Return to the chat app article to clean up those resources.

Clean up load balancer resources

Run the following Azure Developer CLI command to delete the Azure resources and remove the source code:

azd down --purge --force

The switches provide:

  • purge: Deleted resources are immediately purged. This allows you to reuse the Azure OpenAI TPM.
  • force: The deletion happens silently, without requiring user consent.

Clean up GitHub Codespaces

Deleting the GitHub Codespaces environment ensures that you can maximize the amount of free per-core hours entitlement you get for your account.

Important

For more information about your GitHub account's entitlements, see GitHub Codespaces monthly included storage and core hours.

  1. Sign into the GitHub Codespaces dashboard (https://github.com/codespaces).
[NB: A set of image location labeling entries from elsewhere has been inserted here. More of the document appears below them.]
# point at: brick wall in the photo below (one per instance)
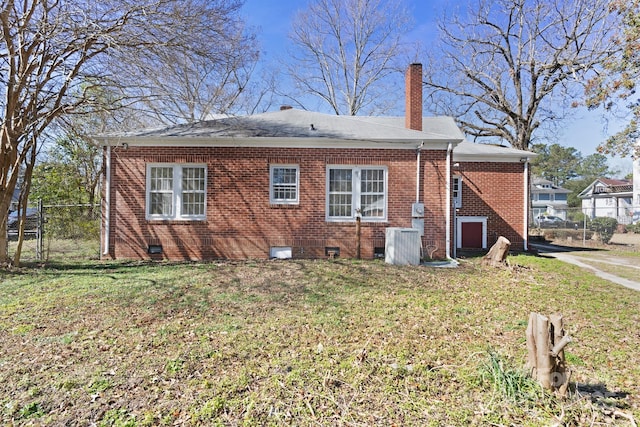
(241, 222)
(495, 190)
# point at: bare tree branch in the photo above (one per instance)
(512, 66)
(344, 51)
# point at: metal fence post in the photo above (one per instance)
(39, 232)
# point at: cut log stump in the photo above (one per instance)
(546, 340)
(497, 255)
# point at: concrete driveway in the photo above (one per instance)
(572, 256)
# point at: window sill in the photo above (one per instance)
(284, 205)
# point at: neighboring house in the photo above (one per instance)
(296, 184)
(607, 197)
(547, 198)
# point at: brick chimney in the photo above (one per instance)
(413, 97)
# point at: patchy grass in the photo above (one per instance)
(308, 343)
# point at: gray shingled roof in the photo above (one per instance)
(470, 151)
(294, 123)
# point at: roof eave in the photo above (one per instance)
(275, 142)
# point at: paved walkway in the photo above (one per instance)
(563, 255)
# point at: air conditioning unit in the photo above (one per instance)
(402, 246)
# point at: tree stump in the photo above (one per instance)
(546, 340)
(497, 255)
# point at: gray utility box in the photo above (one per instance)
(402, 246)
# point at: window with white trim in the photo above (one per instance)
(457, 191)
(353, 191)
(176, 191)
(284, 184)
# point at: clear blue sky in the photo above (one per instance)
(272, 20)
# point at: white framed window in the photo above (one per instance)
(176, 191)
(457, 191)
(353, 191)
(284, 184)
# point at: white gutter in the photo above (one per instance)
(525, 219)
(448, 203)
(107, 201)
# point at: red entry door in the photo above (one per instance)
(472, 235)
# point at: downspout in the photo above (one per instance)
(448, 203)
(107, 201)
(418, 151)
(525, 219)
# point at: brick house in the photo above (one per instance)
(294, 183)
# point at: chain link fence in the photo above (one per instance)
(56, 232)
(586, 224)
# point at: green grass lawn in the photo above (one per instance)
(308, 343)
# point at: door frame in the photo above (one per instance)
(461, 219)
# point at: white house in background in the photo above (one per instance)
(547, 198)
(612, 198)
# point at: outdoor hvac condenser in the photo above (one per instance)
(402, 246)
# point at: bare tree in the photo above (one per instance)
(615, 86)
(343, 50)
(54, 52)
(208, 75)
(513, 66)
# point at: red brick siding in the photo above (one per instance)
(495, 190)
(241, 223)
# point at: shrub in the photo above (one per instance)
(634, 228)
(605, 227)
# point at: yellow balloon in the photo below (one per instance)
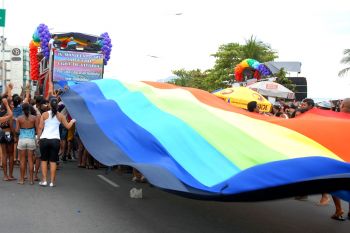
(244, 64)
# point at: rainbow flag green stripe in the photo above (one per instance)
(249, 137)
(187, 141)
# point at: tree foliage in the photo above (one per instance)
(284, 81)
(227, 57)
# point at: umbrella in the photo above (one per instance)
(241, 96)
(272, 89)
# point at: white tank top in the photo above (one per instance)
(51, 128)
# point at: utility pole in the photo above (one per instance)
(3, 40)
(3, 65)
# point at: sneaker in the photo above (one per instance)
(43, 183)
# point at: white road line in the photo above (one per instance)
(108, 181)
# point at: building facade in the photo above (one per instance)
(17, 67)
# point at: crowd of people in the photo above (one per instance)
(37, 134)
(294, 109)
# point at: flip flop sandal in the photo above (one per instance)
(338, 217)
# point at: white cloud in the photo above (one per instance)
(314, 33)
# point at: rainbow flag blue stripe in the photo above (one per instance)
(185, 141)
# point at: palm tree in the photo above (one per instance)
(345, 60)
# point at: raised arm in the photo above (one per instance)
(40, 128)
(64, 121)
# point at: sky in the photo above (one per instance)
(182, 34)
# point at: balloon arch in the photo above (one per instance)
(255, 67)
(40, 43)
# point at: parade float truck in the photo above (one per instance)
(61, 59)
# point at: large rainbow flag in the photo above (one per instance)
(189, 142)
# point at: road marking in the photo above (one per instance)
(108, 181)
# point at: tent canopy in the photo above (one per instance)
(275, 66)
(272, 89)
(77, 36)
(241, 96)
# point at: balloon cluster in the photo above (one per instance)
(106, 47)
(41, 38)
(34, 66)
(259, 69)
(45, 36)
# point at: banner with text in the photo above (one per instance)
(77, 66)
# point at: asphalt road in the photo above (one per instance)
(84, 202)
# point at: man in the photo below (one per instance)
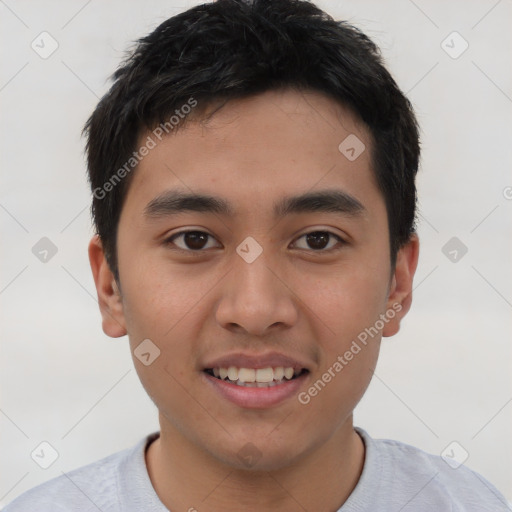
(253, 176)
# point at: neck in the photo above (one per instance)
(189, 479)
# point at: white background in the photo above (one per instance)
(444, 377)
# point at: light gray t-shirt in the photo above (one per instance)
(396, 478)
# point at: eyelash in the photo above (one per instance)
(170, 240)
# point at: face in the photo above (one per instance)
(279, 268)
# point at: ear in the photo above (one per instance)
(109, 296)
(400, 291)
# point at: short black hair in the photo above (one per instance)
(231, 49)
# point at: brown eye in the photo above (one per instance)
(191, 240)
(321, 241)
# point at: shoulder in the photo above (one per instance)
(90, 488)
(419, 481)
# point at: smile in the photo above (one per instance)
(255, 377)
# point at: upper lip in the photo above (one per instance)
(263, 360)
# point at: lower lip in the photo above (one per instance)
(256, 398)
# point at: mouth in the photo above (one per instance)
(256, 377)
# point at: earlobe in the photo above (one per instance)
(400, 294)
(109, 296)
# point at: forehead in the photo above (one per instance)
(259, 149)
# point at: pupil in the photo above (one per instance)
(195, 239)
(318, 239)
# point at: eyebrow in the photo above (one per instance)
(174, 202)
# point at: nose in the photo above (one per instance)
(255, 298)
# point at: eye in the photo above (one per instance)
(321, 241)
(191, 240)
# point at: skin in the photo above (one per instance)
(293, 299)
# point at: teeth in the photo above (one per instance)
(288, 373)
(232, 373)
(279, 373)
(256, 377)
(264, 375)
(247, 375)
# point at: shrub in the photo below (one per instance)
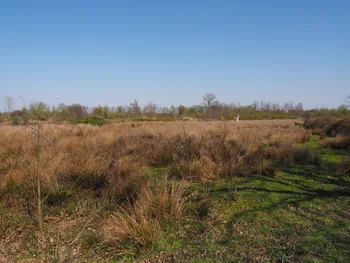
(303, 155)
(57, 196)
(139, 229)
(344, 166)
(339, 127)
(338, 142)
(90, 120)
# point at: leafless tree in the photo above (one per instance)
(10, 103)
(209, 100)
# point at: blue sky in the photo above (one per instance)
(173, 52)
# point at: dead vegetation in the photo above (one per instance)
(98, 174)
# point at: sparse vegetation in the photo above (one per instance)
(190, 190)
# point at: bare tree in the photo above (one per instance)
(9, 102)
(209, 100)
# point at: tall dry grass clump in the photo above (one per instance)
(138, 228)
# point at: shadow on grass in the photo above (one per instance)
(305, 184)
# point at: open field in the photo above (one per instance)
(248, 191)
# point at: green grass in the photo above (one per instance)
(301, 215)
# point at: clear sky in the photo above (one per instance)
(173, 52)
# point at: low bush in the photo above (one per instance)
(344, 166)
(338, 127)
(303, 155)
(91, 120)
(338, 142)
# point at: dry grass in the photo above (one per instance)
(137, 229)
(106, 166)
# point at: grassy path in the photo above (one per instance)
(301, 215)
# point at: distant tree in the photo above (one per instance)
(135, 107)
(150, 108)
(347, 101)
(40, 111)
(9, 103)
(77, 111)
(209, 100)
(182, 110)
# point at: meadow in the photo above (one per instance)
(180, 191)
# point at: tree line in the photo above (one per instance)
(209, 108)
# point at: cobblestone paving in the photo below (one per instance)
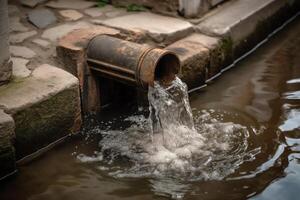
(40, 34)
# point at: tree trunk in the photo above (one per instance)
(5, 63)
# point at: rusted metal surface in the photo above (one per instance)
(129, 62)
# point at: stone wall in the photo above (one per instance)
(5, 63)
(186, 8)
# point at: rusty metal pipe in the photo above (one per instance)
(130, 62)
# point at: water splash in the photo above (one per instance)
(173, 144)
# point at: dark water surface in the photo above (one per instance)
(257, 102)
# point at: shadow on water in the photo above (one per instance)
(247, 146)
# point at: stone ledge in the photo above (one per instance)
(7, 153)
(45, 107)
(244, 23)
(194, 58)
(159, 28)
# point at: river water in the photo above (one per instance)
(243, 142)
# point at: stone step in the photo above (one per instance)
(244, 23)
(45, 107)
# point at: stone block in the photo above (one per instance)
(169, 7)
(45, 107)
(71, 15)
(19, 68)
(71, 52)
(194, 58)
(7, 154)
(32, 3)
(219, 53)
(21, 51)
(5, 64)
(42, 17)
(16, 26)
(20, 37)
(73, 4)
(55, 33)
(244, 23)
(159, 28)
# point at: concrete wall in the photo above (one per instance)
(5, 64)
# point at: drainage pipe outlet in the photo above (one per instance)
(131, 63)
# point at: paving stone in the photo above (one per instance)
(194, 58)
(94, 12)
(32, 3)
(7, 154)
(74, 4)
(13, 10)
(21, 51)
(41, 42)
(45, 107)
(16, 26)
(20, 37)
(19, 67)
(54, 33)
(41, 18)
(159, 28)
(72, 15)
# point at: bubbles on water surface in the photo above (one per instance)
(175, 144)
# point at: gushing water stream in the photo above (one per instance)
(170, 145)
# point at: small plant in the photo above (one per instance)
(102, 3)
(135, 8)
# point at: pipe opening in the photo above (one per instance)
(166, 69)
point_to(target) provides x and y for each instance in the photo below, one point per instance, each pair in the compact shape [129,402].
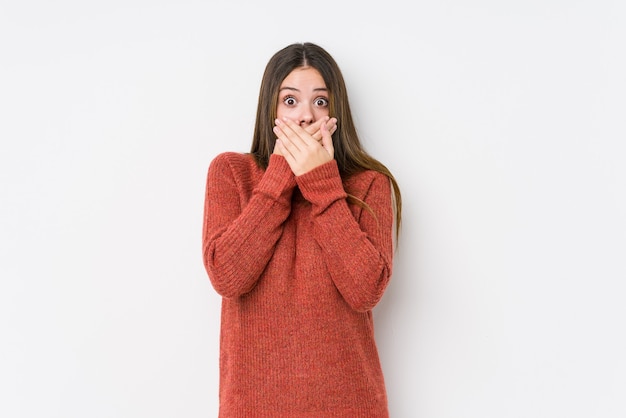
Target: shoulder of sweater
[236,161]
[365,178]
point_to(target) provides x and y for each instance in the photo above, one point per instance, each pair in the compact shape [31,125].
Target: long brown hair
[349,153]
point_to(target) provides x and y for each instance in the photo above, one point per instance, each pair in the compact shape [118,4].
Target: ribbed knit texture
[299,271]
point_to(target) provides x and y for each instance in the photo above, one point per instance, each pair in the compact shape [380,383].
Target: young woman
[298,239]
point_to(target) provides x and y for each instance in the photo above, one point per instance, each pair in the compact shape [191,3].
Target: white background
[503,122]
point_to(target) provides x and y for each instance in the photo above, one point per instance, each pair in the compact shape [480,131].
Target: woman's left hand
[301,150]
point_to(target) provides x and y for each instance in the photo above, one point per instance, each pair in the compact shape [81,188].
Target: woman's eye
[322,102]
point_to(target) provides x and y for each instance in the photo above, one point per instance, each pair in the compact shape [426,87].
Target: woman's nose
[306,117]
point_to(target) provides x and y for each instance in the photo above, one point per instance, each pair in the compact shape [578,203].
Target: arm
[358,249]
[239,236]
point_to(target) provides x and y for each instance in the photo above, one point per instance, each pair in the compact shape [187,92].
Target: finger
[288,138]
[298,135]
[327,140]
[331,124]
[313,129]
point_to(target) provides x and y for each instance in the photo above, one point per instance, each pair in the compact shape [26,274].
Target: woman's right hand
[314,130]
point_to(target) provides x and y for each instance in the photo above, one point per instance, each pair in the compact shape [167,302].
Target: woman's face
[303,97]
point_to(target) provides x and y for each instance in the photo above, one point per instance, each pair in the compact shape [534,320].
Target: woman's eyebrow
[295,89]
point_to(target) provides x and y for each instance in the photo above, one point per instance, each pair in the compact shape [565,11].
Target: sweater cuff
[322,186]
[278,180]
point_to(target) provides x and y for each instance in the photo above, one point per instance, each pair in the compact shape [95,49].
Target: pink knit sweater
[299,271]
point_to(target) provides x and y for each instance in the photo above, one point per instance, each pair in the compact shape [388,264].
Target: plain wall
[502,121]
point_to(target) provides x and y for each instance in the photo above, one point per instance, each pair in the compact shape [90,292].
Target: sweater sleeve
[357,247]
[239,235]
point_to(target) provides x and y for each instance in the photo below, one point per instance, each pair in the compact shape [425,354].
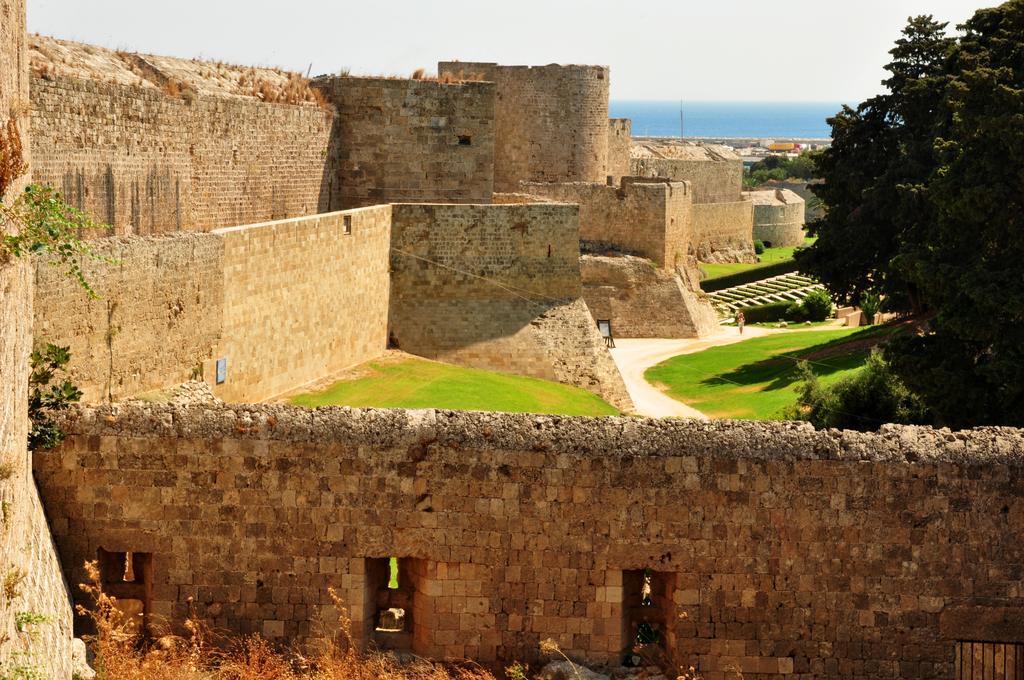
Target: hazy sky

  2. Locate your currently running Codespaces sourced from the azure-samples/openai-apim-lb GitHub repository.

    Screenshot of all the running Codespaces including their status and templates.

  3. Open the context menu for the Codespaces item and then select Delete.

    Screenshot of the context menu for a single codespace with the delete option highlighted.

Get help

If you have trouble deploying the Azure API Management load balancer, log your issue to the repository's Issues.